従来、結晶に関しては、結晶中の原子配列など静的な構造が明らかにされてきた一方で、「結晶化」という動的な過程を原子レベルで詳細に観察することは困難とされてきた。特に、結晶化現象の最初期過程である核生成は、その確率論的な挙動と微小な時間・空間スケールから、従来の実験手法による解析は極めて困難だった。
本グループでは、「原子分解能単分子実時間電子顕微鏡(SMART-EM)イメージング法」とよばれる技術開発により、小さな分子1つ1つや分子集合体の動きを動画撮影して記録する研究に取り組んできた。今回、この技術にあわせて、カーボンナノチューブ(CNT)をナノフラスコとして利用し結晶化を空間的に制御することで、結晶化現象の原子レベルでの直接観察が達成されたという。

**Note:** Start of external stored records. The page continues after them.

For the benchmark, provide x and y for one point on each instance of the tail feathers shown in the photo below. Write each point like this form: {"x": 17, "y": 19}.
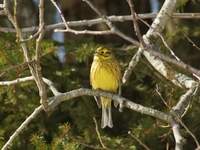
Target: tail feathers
{"x": 106, "y": 117}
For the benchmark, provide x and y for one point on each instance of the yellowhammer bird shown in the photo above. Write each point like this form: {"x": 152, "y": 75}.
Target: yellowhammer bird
{"x": 105, "y": 74}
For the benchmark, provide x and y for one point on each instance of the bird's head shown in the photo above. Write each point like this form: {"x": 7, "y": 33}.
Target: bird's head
{"x": 103, "y": 53}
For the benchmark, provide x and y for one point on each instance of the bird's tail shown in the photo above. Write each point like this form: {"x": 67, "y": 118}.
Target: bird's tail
{"x": 106, "y": 113}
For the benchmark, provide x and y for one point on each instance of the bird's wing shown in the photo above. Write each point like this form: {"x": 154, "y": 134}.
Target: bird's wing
{"x": 98, "y": 100}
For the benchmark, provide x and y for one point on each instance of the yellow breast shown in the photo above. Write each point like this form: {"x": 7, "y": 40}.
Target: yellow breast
{"x": 105, "y": 76}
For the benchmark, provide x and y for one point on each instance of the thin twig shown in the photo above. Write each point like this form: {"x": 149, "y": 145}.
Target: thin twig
{"x": 15, "y": 67}
{"x": 135, "y": 24}
{"x": 138, "y": 140}
{"x": 87, "y": 145}
{"x": 184, "y": 34}
{"x": 39, "y": 80}
{"x": 97, "y": 130}
{"x": 92, "y": 22}
{"x": 158, "y": 92}
{"x": 192, "y": 135}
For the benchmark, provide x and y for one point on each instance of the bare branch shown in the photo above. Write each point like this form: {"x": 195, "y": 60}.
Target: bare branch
{"x": 97, "y": 130}
{"x": 98, "y": 21}
{"x": 138, "y": 140}
{"x": 14, "y": 67}
{"x": 39, "y": 80}
{"x": 179, "y": 140}
{"x": 185, "y": 100}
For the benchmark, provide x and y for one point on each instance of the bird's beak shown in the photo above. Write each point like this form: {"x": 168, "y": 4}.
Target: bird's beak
{"x": 96, "y": 53}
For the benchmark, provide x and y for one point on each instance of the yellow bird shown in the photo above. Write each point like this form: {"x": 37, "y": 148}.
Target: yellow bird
{"x": 105, "y": 74}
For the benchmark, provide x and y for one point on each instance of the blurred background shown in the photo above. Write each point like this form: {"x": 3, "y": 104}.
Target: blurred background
{"x": 66, "y": 60}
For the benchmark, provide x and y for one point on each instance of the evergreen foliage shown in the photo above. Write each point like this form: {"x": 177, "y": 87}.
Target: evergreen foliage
{"x": 71, "y": 125}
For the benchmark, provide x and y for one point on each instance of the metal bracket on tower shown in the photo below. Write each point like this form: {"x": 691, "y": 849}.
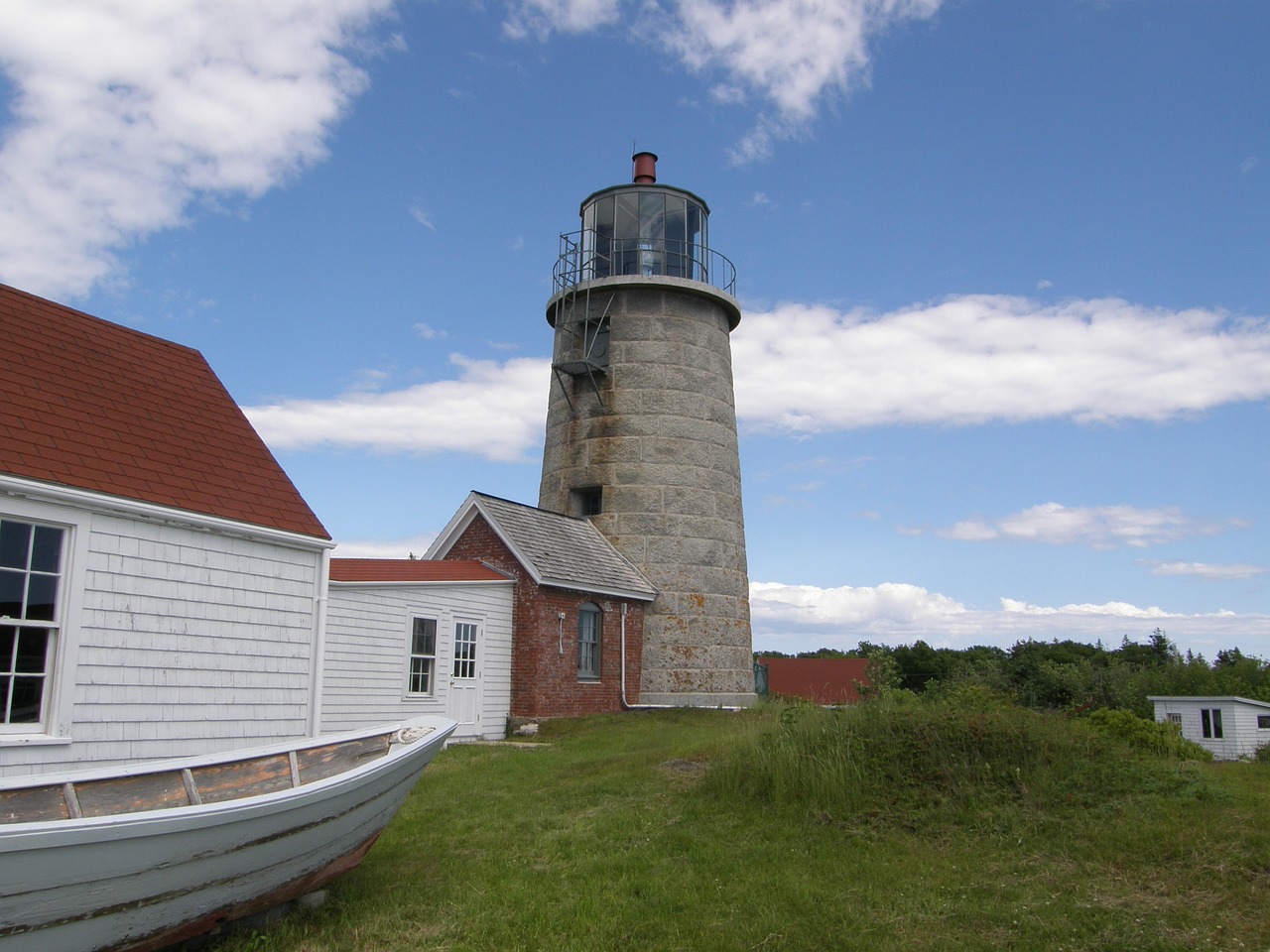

実験では、塩化ナトリウム(NaCl)水溶液を円錐状CNTに内包させ、その後乾燥により水を除去したところ、円錐形状によりCNT先端においてNaCl分子の自己集合・核形成が誘起され、さらにCNT内部というナノメートルサイズの制限空間が分子拡散を抑制することで、1ナノメートル程度のNaCl結晶核が再現性よく繰り返し形成された。適切な空間を設計すれば、核形成過程を原子レベルで制御可能であることを示す成果だ。
また、本研究により初めて、これまでその性質が明らかでなかった、結晶核を形成する以前の分子集合体が、結晶に類似した秩序だった構造と無秩序な構造との間を行き来する、構造流動性を持つことも判明した。
結晶化過程をミクロな視点で見直すことで新たな知見を見出した本成果は、望みの形状や性質を持つ新材料を分子レベルでの観察に基づいて設計・開発する、といった革新的技術につながることが期待される。